Americans remain worried about drug costs, with nearly 9 in 10 saying in a recent Gallup-West Health poll that they’re concerned the pharmaceutical industry will take advantage of the coronavirus pandemic to raise prices. Another Gallup-West Health survey found 65% saying the Trump administration had made little or no progress limiting increases in prescription drug costs.
It’s a particularly important issue for older people, who rely on medications to manage the medical problems associated with advancing age. Trump’s support has eroded among the elderly during the haphazard federal response to COVID-19.
Drugmakers remain adamantly opposed to government efforts to curb prices. Trump’s administration “has decided to pursue a radical and dangerous policy to set prices based on rates paid in countries that he has labeled as socialist, which will harm patients today and into the future,” Stephen Ubl, head of the pharmaceutical lobby, said in a statement.
Trump delayed the effective date of the international pricing order for a month, to see if he can get a deal with industry.
The four orders would:
— Allow states, wholesalers and pharmacies to import FDA-approved drugs from foreign countries and sell them in the U.S. Trump has long complained that countries where the government sets the price of drugs are taking advantage of American consumers.

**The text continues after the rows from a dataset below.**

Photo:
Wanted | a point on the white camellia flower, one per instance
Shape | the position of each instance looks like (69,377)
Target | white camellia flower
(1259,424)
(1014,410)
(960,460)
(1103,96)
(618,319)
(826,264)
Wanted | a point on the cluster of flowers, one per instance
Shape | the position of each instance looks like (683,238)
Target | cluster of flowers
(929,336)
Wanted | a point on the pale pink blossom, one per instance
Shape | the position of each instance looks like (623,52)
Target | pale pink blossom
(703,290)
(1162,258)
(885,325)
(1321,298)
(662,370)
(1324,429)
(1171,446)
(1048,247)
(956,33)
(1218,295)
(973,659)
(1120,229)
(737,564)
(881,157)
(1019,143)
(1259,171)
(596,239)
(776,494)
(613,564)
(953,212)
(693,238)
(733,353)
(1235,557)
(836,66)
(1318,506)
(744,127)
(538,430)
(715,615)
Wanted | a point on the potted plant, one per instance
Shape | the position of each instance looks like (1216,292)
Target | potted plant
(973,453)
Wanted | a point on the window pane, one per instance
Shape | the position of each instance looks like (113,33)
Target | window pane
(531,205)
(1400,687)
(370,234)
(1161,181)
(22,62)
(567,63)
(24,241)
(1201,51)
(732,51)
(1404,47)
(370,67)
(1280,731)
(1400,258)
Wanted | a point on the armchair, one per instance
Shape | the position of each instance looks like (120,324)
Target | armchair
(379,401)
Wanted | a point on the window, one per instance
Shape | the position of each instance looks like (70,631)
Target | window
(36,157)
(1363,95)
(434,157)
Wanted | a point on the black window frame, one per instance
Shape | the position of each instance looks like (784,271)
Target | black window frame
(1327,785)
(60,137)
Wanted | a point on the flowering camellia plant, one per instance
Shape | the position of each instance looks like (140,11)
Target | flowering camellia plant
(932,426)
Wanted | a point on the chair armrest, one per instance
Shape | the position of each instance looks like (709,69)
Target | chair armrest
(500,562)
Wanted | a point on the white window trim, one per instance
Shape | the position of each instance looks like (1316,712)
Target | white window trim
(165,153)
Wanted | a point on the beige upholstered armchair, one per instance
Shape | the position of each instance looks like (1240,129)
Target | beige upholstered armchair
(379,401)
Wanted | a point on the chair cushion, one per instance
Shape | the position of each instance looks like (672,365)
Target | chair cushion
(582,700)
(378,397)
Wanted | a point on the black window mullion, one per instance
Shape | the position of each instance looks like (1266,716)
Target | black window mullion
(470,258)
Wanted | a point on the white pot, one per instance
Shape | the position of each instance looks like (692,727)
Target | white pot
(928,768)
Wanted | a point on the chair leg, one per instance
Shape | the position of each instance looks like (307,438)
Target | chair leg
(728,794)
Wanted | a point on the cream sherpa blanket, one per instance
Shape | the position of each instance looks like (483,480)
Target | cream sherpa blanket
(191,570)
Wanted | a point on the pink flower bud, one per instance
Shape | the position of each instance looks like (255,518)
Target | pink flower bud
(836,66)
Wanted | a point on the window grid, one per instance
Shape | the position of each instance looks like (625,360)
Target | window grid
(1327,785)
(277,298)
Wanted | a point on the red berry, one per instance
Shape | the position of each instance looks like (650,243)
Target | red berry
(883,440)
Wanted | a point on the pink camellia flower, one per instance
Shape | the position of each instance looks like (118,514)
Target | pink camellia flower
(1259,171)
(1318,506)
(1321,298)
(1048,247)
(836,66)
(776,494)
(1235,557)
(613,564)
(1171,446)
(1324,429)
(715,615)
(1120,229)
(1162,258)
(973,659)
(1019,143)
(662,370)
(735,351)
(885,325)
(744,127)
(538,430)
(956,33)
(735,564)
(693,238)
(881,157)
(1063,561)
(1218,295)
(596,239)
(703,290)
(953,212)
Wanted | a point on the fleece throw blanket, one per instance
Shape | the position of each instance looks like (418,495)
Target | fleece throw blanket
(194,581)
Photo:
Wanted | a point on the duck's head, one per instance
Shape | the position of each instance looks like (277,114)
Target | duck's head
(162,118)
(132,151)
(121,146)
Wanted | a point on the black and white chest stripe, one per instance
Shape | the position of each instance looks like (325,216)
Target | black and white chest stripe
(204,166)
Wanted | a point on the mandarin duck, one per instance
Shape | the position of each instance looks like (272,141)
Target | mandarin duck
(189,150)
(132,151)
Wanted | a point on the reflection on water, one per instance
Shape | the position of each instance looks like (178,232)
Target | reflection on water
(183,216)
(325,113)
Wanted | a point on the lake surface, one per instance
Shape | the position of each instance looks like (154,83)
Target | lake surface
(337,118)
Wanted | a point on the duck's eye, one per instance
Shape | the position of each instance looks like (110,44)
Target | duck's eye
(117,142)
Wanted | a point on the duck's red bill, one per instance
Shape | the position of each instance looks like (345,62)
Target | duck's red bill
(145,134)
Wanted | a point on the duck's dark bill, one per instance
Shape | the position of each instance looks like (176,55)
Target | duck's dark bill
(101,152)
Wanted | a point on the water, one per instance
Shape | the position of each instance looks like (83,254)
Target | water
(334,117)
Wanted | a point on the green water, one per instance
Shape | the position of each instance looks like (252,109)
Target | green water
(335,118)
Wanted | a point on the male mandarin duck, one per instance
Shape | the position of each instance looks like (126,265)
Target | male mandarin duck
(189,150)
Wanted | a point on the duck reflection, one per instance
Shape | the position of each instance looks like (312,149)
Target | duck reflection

The order includes a special provision to allow wholesalers and pharmacies to re-import insulin and biological drugs.
— Use the lowest price among other economically advanced countries to set what Medicare pays for certain drugs administered in a doctor’s office, including many cancer medications. This would apply to the most expensive medications covered by Medicare’s “Part B,” which pays for outpatient care. Drugmakers are particularly leery of the approach, since Democrats want to use it more broadly to allow Medicare to directly negotiate prices.
— Direct federally funded community health centers to pass discounts they now get for insulin and EpiPens directly to low-income patients.
— Ensure that rebates drugmakers now pay to benefit managers and insurers get passed directly to patients when they buy a medication. The White House last year withdrew an earlier version of the proposal, after the Congressional Budget Office estimated it would cost taxpayers $177 billion over 10 years.